I chose to study abroad to solidify social connections in Japan, serve as an ambassador for black Americans while abroad, and refine my Japanese language abilities. I chose Keio, because it was the university that gave the strongest indication that I would be able to interact with Japanese students in ways similar to how native Japanese students would: famous school baseball games, opportunity to take classes with Japanese students in Japanese, living in dorms with Japanese students, etc.


What did you learn about yourself?
One of the most exciting things I learned during my time in Tokyo was finally gaining a clearer idea of how to acquire a foreign language. During my initial 6 years of Japanese language study, I made little progress in comprehension and speaking ability. It was not until I went to Keio and began exploring the process of how humans acquire a second language more in depth that I realized what methods were ineffective and how I should properly approach Japanese acquisition going forward. This ultimately lead me improve my Japanese ability significantly while abroad and once home, insights that I hope to pass on to fellow tar heels as well.


What is one of your favorite memories from your program?
A group of Japanese and international friends and I made an impromptu decision to bullet hike to the summit of Mt. Fuji towards the end of my stay in Tokyo. After some fairly painless planning, we arrived at the 5th station around 8 pm and planned to summit the mountain at 4 the next morning to catch the sunrise with no plans to sleep in one of the various huts along the trail heading up the mountain. Anxious and excited we began our hike. I quickly realized I had no clue what I signed up. The trail zigzagged the mountain face for what seemed forever and by station 8 -we still had hours to hike at the pace we were going- I did not see myself ever getting to the top of this mountain. But we continued as a group with my new Kiwi friend who I met at station 5 encouraging me that with each step I was getting closer to the top. One step at a time. I focused on each step, and each step became a goal accomplished for me. Soon enough we made it to the summit to the most beautiful and emotional sunrise I had ever seen. I had never done anything like this before, but despite all the hard work and nearly frozen feet, I had felt incredibly proud to have successfully summited Mt. Fuji.

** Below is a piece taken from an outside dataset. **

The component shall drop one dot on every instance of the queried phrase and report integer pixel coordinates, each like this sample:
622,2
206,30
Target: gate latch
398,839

What advice do you have for future study abroad students?
Any former study abroad student will come back with a mountain of advice for aspiring students. Out of all these, the most powerful piece of advice I could give, although it might sound cliché, would be to embrace the uncertainty and see every hiccup as an opportunity to become a better you. While abroad, you will be confronted with your fair share of unfamiliar situations. You will not understand everything going on around you anymore. You will more than likely get some strange looks from others from time to time. But more often than not, these situations provide the most memorable learning experiences and opportunities to leave a positive impression on the native population. So if you find yourself debating if you should go to the restaurant with no sign of tourists or anxious about going to the club interest meeting where no one speaks English, you should do it. These are the moments that will define your study abroad experience.


Would you do it again?
Without a doubt, I would participate in this experience again. It has defined the 2nd half of my college career, and I only wish I could have gone for longer


How did your study abroad experience prepare you for your future career?
While I did not take any science classes at Keio, this experience solidified my desire to have language and culture play an important role in my future career. no matter what field one intends to pursue after graduating, I believe that an international experience as valuable as study abroad can only serve to broaden your opportunities. During my semester at Keio I met people and learned about scholarships and opportunities to pursue postgraduate internships, jobs, and programs that I plan to apply for after graduation.


How do you identify?
Student of color, Scholarship Recipient


Is there any advice you would give to other students who share your identity?
As a black person in Asia, you might encounter some people who are weary of you. Stares and strange questions are common. But that also puts you in a position to serve as the intermediary between their culture and black American culture. They may never have actually met a black person and may say things that would be insensitive in the States. You have the opportunity to be an ambassador, and correct negative stereotypes and spark interest in our culture and history. At the same time, if you do not want to be an ambassador while abroad, that's ok too! But just being aware that their prior exposure to black culture might only be through movies and music can help you transverse these situations if they do arise.